Book Review: ‘Otto Bauer (1881-1938) – Thinker and Politician’
‘Otto Bauer (1881-1938). Thinker and Politician’. By Ewa Czerwinska-Schupp. (Haymarket Books paperback. 2018. 350 pages)
The inter-world-war European Social Democrats were a stage in the transformation of the pre-WW1 Social Democrat parties, which proclaimed Marxism, to the post-WW2 parties, which openly presented themselves as alternative managers of capitalism. They participated in governments of capitalism while still retaining some knowledge of Marxism.

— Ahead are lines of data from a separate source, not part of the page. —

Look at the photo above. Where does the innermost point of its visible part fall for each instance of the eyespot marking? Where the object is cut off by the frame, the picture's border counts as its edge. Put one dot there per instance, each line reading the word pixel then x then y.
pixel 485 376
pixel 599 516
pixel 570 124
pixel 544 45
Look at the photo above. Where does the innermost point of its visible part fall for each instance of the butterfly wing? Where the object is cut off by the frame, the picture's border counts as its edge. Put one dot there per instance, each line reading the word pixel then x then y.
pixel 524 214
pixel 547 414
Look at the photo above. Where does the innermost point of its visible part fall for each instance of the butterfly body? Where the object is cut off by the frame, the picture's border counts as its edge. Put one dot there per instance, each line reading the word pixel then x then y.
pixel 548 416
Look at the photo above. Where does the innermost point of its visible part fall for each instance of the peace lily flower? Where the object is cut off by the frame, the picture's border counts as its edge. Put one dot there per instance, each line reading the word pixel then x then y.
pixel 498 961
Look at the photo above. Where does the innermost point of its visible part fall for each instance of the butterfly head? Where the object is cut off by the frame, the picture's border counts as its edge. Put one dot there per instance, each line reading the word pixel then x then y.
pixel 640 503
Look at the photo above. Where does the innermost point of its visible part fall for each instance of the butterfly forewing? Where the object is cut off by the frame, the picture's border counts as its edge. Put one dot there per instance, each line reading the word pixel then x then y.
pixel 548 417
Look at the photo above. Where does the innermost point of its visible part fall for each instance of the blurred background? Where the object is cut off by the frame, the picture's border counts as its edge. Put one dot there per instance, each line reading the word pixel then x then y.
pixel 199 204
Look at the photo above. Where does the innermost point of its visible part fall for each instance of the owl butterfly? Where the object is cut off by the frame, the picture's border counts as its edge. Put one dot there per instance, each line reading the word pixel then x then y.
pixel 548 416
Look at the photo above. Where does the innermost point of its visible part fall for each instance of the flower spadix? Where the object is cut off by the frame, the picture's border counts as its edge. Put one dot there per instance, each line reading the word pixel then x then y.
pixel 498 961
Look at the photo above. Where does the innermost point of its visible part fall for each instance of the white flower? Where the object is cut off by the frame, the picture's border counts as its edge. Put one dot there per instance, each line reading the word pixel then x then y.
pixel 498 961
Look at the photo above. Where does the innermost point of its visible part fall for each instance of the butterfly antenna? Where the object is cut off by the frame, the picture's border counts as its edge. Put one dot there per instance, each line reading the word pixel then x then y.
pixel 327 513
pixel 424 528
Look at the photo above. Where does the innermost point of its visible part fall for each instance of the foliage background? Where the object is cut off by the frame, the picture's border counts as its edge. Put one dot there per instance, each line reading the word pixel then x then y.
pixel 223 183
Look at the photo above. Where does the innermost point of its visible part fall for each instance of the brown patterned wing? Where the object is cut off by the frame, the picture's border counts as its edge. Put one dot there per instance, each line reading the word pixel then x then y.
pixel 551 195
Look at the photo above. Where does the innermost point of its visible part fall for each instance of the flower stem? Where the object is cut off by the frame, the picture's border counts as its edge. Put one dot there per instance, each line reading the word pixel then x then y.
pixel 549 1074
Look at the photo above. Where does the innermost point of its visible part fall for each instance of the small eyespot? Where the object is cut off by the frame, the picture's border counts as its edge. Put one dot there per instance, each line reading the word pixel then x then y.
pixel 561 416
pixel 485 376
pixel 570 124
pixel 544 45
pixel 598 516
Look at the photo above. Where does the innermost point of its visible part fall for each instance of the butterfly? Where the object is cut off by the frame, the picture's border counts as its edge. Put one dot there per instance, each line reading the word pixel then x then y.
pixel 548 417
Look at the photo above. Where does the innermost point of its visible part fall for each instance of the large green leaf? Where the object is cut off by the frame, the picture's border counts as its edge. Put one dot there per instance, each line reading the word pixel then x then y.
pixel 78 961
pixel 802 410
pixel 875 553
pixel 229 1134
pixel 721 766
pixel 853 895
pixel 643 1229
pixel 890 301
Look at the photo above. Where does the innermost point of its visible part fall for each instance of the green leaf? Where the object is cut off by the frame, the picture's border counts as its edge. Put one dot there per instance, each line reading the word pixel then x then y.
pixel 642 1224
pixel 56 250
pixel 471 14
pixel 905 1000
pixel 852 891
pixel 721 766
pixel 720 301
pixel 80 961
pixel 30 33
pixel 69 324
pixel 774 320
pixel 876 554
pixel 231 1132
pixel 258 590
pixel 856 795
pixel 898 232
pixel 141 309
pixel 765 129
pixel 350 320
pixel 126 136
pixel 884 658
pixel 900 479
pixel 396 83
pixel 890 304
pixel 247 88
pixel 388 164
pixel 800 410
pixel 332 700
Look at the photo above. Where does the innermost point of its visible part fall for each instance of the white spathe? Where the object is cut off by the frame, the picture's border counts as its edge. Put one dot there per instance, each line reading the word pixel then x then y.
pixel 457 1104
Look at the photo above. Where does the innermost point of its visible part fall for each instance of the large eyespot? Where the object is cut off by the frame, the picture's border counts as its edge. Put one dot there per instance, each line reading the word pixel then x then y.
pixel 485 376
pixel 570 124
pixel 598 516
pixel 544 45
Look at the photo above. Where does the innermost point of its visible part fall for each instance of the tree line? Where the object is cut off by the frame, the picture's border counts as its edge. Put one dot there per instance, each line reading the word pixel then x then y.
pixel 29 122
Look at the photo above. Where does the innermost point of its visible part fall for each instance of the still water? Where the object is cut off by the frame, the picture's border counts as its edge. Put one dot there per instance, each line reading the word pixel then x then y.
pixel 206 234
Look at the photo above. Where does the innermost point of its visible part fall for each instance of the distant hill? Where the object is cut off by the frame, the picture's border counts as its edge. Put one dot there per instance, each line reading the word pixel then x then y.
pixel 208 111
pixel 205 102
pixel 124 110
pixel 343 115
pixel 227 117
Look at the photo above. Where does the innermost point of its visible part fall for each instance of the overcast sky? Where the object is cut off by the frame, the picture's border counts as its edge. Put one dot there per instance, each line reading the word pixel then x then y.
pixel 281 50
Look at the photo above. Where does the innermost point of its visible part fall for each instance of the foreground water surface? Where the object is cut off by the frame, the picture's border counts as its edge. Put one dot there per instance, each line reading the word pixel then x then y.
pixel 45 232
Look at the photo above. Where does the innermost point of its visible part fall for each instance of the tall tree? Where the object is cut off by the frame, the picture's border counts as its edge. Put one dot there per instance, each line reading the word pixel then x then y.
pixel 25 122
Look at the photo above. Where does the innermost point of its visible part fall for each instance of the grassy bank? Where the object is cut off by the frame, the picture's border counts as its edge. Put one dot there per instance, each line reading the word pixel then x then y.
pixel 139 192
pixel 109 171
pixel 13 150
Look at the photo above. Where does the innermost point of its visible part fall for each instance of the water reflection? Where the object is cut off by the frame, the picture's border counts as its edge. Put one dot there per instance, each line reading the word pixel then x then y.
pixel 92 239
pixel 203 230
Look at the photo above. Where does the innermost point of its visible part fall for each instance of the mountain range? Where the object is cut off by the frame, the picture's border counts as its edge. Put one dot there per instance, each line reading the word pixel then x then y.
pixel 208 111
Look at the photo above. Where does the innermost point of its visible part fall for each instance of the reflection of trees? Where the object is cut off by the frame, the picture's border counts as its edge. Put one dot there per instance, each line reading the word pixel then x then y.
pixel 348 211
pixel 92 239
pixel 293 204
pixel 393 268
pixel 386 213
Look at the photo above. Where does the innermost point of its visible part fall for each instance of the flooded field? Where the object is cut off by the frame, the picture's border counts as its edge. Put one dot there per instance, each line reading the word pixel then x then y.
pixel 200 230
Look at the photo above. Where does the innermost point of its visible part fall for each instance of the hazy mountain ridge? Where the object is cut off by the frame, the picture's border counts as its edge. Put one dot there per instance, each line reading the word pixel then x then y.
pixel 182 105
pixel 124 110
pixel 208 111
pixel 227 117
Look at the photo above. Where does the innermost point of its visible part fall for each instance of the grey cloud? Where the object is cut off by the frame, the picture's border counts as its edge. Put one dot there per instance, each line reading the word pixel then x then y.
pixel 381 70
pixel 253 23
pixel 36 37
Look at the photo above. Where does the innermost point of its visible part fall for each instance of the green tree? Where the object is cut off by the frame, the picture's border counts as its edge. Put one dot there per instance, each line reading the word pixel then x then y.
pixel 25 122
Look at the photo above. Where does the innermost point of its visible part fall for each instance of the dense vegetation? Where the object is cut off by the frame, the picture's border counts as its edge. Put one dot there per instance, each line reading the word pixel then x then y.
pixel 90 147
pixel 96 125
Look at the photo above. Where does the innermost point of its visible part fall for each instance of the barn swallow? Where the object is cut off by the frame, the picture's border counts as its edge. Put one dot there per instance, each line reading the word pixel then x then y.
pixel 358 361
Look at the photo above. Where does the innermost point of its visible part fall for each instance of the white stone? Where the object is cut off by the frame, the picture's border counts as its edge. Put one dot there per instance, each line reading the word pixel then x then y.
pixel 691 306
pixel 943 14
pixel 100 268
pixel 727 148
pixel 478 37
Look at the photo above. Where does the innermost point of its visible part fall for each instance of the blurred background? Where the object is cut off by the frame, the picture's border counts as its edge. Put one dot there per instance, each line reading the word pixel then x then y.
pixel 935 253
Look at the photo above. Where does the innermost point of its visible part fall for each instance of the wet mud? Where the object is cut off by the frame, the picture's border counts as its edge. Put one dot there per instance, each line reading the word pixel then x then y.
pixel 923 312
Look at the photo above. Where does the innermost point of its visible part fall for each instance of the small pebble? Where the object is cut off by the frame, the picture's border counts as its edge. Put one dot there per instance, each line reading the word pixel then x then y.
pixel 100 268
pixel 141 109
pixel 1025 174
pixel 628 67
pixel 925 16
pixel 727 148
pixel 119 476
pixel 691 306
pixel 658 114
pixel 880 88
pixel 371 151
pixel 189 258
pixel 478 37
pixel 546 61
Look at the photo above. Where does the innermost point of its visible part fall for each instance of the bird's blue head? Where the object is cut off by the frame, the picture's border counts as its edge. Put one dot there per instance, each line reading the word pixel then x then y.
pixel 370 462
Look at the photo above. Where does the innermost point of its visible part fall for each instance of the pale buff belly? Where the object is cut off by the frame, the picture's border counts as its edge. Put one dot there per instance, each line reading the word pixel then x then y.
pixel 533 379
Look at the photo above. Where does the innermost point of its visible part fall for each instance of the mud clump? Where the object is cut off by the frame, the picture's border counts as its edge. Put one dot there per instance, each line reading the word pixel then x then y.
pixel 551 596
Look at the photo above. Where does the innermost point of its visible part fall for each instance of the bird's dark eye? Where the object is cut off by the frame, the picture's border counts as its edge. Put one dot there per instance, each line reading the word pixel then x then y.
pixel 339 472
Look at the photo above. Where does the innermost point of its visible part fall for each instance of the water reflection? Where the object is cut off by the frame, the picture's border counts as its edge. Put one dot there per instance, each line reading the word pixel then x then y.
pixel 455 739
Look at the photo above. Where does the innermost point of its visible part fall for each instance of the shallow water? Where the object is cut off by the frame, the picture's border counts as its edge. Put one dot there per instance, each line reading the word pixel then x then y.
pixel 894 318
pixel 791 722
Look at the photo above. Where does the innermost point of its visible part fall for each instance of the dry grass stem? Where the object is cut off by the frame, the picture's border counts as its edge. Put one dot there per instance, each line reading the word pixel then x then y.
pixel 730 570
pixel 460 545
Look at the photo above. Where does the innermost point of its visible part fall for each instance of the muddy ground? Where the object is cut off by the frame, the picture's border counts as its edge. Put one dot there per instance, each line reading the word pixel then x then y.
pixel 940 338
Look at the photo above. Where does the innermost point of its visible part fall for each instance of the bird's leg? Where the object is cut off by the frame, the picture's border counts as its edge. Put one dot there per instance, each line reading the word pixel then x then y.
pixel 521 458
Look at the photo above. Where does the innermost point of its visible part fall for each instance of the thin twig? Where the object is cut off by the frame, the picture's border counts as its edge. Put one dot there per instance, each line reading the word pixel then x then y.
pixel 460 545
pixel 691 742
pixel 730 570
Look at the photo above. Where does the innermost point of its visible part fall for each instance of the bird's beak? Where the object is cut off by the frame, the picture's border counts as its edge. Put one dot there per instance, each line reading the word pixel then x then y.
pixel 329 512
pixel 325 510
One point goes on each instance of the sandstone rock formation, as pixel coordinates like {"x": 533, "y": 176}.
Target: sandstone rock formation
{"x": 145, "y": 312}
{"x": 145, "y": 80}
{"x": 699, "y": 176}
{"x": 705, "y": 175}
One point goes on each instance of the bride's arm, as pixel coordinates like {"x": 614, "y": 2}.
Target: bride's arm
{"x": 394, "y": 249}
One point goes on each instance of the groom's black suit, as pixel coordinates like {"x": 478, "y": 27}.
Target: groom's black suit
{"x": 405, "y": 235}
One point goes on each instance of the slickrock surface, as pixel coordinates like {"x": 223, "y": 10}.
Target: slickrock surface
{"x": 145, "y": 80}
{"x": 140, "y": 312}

Otto Bauer, who was the leader of the Austrian Social Democrats after WW1, was in this position. While involved in parliamentary politics and for a short while Austria’s Foreign Minister, he continued to write pamphlets and articles with a Marxist flavour. He is mainly known amongst English-speaking critics of capitalism for the polemics against his theory of nationalism in the writings of Rosa Luxemburg, Lenin and Pannekoek. He justified working-class nationalism (and so supported Austria in WW1, though he did practise what he preached and joined the army but ended up spending three years in a Russian prisoner-of-war camp, where he continued to write on Marxism). He was in fact a pan-German nationalist who advocated the incorporation of the German-speaking parts of the former Austro-Hungarian Empire into Germany.
The Austrian Social Democrats controlled Vienna city council and used this to improve the housing conditions of workers there but they never achieved a majority in parliament. The state remained under the control of conservative and reactionary parties and in 1934, egged on by Mussolini, the government sent in the army to suppress the Social Democratic party and its trade unions. Perhaps surprisingly for Social Democrats, some of its members, against the advice of the party’s leaders, tried to defend by force of arms working class districts from the assault. But their rifles and machine guns were no match for the big guns of the army, and they were crushed. Executions, jailings and repression followed.
According to the author, Bauer blamed himself for this tragedy, regretting not having sought a deal with the democratic wing of the Christian Democrats instead of relying on the eventual election of a Social Democrat parliamentary majority. Her book, originally a PhD thesis, provides a comprehensive account of Bauer’s life, activities and views.